Current value for obtaining 1.0V cell voltage when pulse is applied for 15 seconds at 50% discharge depth at 23 degrees C.
According the specifications posted at Battery Junction, the Titanium Innovations CR123A battery has a maximum continuous discharge current of 1.5 amps. This is the same limit that CR123A batteries made by other manufacturers have. The same spec at Battery Junction says that 3.0 amps is the maximum pulse discharge current for the Titanium Innovations CR123A battery.
Now, I do not have any details about how the pulse discharge current is determined for the Titanium Innovations CR123A battery. I do, however, have a spec sheet for the Sanyo CR123A battery. It defines maximum pulse discharge current to be that current that causes battery voltage to sag to 1.0 volts in only 15 seconds!
Here is the quote:
Obviously a "useful" pulse will usually be significantly shorter than 15 seconds.

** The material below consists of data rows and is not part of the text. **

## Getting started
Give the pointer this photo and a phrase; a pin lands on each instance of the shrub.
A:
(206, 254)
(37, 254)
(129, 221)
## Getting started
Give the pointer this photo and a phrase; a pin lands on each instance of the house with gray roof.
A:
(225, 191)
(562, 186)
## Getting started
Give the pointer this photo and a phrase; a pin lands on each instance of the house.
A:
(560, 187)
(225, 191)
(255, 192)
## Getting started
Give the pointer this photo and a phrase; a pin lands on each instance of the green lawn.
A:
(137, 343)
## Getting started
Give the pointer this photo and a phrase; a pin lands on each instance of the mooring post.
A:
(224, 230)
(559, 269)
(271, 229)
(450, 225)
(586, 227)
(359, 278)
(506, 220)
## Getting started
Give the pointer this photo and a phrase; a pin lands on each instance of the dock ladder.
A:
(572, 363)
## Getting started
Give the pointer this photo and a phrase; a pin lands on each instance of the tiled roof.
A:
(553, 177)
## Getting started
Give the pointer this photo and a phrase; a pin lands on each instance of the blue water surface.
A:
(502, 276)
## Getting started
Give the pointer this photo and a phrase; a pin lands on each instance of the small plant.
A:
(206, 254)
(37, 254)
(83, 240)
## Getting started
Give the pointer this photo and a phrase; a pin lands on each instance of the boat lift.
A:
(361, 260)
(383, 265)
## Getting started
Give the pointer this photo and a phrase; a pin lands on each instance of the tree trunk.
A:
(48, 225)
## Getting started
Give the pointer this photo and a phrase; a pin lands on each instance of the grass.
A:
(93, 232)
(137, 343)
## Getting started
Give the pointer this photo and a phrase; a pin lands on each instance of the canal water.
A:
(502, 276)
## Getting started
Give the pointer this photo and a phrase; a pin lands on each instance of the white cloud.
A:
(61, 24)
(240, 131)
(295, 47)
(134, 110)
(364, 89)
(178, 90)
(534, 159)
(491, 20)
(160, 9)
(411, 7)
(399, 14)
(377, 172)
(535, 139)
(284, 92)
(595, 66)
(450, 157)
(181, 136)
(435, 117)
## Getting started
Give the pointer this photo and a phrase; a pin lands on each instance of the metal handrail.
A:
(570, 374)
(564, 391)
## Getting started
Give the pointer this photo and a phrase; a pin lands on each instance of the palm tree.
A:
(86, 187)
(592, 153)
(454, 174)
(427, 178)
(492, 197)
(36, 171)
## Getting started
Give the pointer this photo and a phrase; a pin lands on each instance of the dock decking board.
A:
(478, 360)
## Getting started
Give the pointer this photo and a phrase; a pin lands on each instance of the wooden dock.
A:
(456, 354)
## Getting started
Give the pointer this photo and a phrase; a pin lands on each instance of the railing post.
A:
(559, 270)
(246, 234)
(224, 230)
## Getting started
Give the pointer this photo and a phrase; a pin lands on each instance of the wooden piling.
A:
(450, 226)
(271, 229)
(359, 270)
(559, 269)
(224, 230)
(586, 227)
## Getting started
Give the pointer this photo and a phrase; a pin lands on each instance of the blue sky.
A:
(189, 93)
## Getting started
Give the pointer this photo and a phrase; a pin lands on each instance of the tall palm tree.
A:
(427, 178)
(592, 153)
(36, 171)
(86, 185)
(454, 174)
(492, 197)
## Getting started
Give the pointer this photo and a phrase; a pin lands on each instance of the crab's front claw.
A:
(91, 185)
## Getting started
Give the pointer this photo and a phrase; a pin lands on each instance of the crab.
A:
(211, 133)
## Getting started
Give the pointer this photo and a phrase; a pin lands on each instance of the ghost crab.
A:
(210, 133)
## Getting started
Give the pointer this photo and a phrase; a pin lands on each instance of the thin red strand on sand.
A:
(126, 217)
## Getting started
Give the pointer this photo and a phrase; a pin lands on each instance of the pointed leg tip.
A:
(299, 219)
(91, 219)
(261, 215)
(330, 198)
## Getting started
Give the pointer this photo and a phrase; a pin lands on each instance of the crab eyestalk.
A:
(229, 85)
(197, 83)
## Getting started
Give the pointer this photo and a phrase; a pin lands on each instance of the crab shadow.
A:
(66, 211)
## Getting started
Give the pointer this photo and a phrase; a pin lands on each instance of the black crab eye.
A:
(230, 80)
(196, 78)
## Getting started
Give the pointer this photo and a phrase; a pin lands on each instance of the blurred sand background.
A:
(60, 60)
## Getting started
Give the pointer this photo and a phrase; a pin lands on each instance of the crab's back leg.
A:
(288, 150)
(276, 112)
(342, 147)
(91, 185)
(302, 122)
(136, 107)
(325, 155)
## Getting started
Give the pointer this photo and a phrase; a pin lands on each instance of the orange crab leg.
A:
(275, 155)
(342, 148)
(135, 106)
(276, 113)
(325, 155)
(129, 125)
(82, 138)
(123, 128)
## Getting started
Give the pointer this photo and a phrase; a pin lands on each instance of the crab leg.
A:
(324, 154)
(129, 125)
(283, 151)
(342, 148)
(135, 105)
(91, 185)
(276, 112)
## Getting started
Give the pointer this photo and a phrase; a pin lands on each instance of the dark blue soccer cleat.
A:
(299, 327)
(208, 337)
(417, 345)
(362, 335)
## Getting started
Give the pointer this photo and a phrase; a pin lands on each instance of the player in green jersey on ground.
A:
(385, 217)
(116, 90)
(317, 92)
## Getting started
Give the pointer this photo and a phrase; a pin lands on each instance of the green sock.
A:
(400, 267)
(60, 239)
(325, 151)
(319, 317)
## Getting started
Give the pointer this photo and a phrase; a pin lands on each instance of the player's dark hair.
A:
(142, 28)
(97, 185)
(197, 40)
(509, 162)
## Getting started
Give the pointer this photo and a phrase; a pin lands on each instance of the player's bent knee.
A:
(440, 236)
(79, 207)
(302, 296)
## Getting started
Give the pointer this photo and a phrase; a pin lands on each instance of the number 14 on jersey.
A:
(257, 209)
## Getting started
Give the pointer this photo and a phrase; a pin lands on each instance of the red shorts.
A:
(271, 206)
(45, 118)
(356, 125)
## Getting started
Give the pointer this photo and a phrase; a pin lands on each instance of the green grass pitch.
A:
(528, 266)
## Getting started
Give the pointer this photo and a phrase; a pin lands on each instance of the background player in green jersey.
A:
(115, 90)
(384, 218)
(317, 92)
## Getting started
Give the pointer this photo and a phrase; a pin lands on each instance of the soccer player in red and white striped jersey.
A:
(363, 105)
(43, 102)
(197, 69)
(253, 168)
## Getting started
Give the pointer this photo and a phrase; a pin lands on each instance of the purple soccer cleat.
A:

So why does the spec at Battery Junction say that the PTC High Current Discharge Protection on the Titanium Innovations CR123A battery is set to 5 amps? That is much higher the PTC used by CR123A batteries that are made in the U.S.A. Frankly, it is higher that what I choose to use myself. Having the PTC set to 5 amps allows many flashlights to pull too much current from CR123A batteries.
In the last decade, high-output LED flashlights have surpassed the current that CR123A batteries can safely supply. All the CR123A batteries that I have checked are rated for a 1.5-amp maximum continuous draw. In a 2xCR123A series configuration, that means a top output of around 600-700 lumens.
CR123A still has an important place in the flashlight world. Its small size, long storage life, and good operating characteristics at temperature extremes (both hot and cold) mean that it will continue to be used for the foreseeable future.
Just don't try to pull too many amps.